A travail égal, salaire égal
La loi du 22 décembre 1972 marque la première pierre de la conquête de l’égalité professionnelle. Celle-ci prévoyait que «tout employeur est tenu d’assurer, pour un même travail, ou pour un travail de valeur égale, l’égalité de rémunération entre les hommes et les femmes». En 2001, la loi «Génisson» fait de l’égalité professionnelle un sujet de négociations obligatoires dans les entreprises de plus de 50 salariés et dans les branches. Trois ans plus tard, un rapport du Sénat estimait que 72% des entreprises ne s’y étaient jamais prêtées.
Puis, il a fallut attendre la loi du 23 mars 2006 pour que l’Etat s’attaque à nouveaux aux écarts de salaires. Cette loi impose d’obtenir la fi n des écarts de rémunération à poste égal entre les deux sexes avant le 31 décembre 2010. Mais la réforme des retraites a supprimé la date butoir. Seules les entreprises qui n’ont pas conclu un accord ou un plan d’action risquent des sanctions, qui ne sont jusqu’à maintenant quasiment jamais appliquées.

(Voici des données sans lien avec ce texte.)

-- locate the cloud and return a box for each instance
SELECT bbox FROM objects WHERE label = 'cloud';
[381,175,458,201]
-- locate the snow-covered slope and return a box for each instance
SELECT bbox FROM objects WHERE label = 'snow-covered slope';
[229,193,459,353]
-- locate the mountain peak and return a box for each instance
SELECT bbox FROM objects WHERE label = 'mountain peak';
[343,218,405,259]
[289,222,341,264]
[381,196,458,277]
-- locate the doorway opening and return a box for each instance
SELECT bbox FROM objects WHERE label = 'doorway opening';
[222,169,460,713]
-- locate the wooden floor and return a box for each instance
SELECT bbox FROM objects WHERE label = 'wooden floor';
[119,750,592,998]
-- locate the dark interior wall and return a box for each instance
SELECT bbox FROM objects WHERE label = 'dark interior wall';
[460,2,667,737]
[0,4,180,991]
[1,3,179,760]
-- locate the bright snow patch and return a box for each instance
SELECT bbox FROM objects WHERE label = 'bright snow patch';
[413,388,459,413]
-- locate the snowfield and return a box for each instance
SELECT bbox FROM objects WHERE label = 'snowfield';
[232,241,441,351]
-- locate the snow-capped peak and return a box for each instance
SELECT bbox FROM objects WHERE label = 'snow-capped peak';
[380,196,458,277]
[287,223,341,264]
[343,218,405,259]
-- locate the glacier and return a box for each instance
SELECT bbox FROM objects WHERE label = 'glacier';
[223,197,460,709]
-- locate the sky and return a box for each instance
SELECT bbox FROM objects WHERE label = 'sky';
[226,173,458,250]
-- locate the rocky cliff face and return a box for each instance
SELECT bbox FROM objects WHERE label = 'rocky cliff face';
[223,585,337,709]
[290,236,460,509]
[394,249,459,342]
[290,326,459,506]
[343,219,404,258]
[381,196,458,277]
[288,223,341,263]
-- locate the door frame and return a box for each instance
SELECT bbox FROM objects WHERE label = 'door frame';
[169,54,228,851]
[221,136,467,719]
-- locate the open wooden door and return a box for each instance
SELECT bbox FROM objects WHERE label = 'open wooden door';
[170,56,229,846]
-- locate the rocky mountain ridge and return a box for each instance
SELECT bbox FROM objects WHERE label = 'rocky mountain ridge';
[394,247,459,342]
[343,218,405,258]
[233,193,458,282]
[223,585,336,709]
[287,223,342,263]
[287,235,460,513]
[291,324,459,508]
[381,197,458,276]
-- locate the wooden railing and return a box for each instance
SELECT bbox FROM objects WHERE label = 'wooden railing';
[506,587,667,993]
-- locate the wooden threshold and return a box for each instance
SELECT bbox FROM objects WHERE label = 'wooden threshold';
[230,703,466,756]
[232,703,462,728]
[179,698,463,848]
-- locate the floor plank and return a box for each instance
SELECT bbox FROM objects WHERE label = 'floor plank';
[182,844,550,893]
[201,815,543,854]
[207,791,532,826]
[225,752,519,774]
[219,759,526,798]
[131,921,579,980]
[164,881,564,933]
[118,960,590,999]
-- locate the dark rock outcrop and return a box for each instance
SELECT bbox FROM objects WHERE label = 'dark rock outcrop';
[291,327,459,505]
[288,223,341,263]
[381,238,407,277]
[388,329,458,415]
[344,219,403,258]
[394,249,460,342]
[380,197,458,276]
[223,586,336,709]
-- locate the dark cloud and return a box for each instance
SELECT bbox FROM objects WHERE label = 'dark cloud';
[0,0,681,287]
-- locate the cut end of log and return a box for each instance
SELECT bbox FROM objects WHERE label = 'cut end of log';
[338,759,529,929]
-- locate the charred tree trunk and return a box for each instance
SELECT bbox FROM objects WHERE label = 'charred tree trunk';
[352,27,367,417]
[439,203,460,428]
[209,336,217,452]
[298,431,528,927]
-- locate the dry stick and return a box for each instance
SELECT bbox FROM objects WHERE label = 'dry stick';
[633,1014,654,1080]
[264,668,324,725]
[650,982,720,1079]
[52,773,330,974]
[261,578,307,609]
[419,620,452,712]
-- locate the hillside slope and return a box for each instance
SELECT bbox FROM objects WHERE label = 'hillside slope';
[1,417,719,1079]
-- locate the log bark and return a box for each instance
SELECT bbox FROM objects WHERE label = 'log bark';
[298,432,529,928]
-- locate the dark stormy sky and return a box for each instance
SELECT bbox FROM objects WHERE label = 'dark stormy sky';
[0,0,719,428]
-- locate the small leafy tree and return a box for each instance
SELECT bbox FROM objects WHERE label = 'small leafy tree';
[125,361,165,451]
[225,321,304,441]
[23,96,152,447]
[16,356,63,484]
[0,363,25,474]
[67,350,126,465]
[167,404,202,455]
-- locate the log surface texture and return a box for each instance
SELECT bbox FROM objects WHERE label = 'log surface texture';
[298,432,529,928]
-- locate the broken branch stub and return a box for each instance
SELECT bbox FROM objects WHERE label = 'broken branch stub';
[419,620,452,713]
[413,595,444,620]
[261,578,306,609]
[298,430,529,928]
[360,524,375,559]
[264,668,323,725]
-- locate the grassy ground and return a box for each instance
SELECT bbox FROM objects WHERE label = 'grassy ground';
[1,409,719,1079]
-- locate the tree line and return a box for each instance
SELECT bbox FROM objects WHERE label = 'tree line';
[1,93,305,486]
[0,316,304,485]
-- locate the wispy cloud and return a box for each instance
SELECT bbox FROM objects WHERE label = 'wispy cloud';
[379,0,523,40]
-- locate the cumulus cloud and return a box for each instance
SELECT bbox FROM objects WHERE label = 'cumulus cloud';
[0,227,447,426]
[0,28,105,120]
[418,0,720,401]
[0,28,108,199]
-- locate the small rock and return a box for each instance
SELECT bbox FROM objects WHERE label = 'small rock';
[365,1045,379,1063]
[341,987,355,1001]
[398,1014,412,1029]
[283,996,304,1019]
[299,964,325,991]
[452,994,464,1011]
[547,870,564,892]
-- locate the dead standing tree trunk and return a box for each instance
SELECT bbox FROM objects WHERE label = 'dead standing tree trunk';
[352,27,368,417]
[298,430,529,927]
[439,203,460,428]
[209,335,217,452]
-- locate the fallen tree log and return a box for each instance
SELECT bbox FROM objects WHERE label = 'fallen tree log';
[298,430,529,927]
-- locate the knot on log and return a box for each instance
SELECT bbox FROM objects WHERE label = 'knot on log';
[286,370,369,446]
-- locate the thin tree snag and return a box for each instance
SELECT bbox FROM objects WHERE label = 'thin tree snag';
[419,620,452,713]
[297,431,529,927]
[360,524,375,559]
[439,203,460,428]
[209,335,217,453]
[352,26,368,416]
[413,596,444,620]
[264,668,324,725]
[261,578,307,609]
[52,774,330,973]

Malgré les textes de loi, l’écart mensuel de revenus entre homme et femme s’élève à 27% en moyenne. Pourtant, d’après un rapport de l’OCDE (Organisation de Coopération et de Développement Economiques), la diminution de 50% de l’écart hommes-femmes permettrait d’augmenter de 9,4% le PIB. Les inégalités persistent aussi face à la précarité. 80% des salariés rémunérés au Smic sont des femmes.
Elles occupent 82% des emplois à temps partiel (le plus souvent imposé) et 78% des emplois non qualifiés.
Les femmes premières victimes de la pénibilité
Jusqu’à la réforme des retraites de 2010, la question de la pénibilité du travail des femmes n’avait jamais été soulevée. Le rapport du Conseil Economique Social et Environnemental, commandé à cette occasion, sur la «santé des femmes en France», a fait l’effet d’une petite bombe. La pénibilité était jusqu’à maintenant cantonné aux secteurs employant majoritairement des hommes. Donc, la définition de la pénibilité d’un geste professionnel s’établissait en fonction de critères masculins. Pourtant, les femmes sont tout autant exposées à la pénibilité physique ou mentale que les hommes, mais cette exposition est souvent moins visible. Les femmes, compte tenu des emplois qu’elles occupent, sont souvent sujettes à une exposition aux risques organisationnels et psycho sociaux.
Aujourd’hui, de nombreuses études soulignent que les métiers «féminins» sont autant marqués par la pénibilité physique ou mentale que ceux des hommes et ils exposent plus aux risques musculo-squelettiques et psychosociaux : travail très répétitif, travail permanent sur écran, travail morcelé (abandon d’une tâche pour une autre plus urgente), postures contraignantes, port de charges lourdes (pas plus de 25 kg dans le droit du travail pour les femmes (or «le port» d’un corps dépasse ce niveau), manque d’autonomie dans le travail, contact avec le public (agressions verbales, violences), exposition à certains produits chimiques nocifs, horaires qui rentrent en conflit avec les obligations familiales, travail de nuit, charge mentale et émotionnelle…
Ainsi, 58% des troubles (TMS) déclarés concernent des femmes, avec un risque d’exposition de 22% supérieur à celui des hommes. Si en 2010, les accidents de travail des femmes représentent un tiers des 650 000 accidents de travail, on constate que sur la période 2000-2010, le nombre des accidents de travail est en augmentation pour les femmes (+23,4%). Il est en diminution pour les hommes (-21,3%). De même, les maladies professionnelles reconnues ont progressé deux fois plus vite pour les femmes (+179,5%) que pour les hommes (+51,9%).
D’autant que les conditions d’emplois des femmes sont souvent des facteurs aggravant des conditions de travail (postes peu qualifiés, emplois précaires). Ainsi, les femmes se déclarent plus stressées au travail (+ 40 %) que leurs collègues masculins. De plus, 37% des femmes déclarent vivre un «mal-être» au travail, contre 24% des hommes. Enfin, les femmes vivent plus fréquemment que les hommes, des situations de harcèlement et de violence.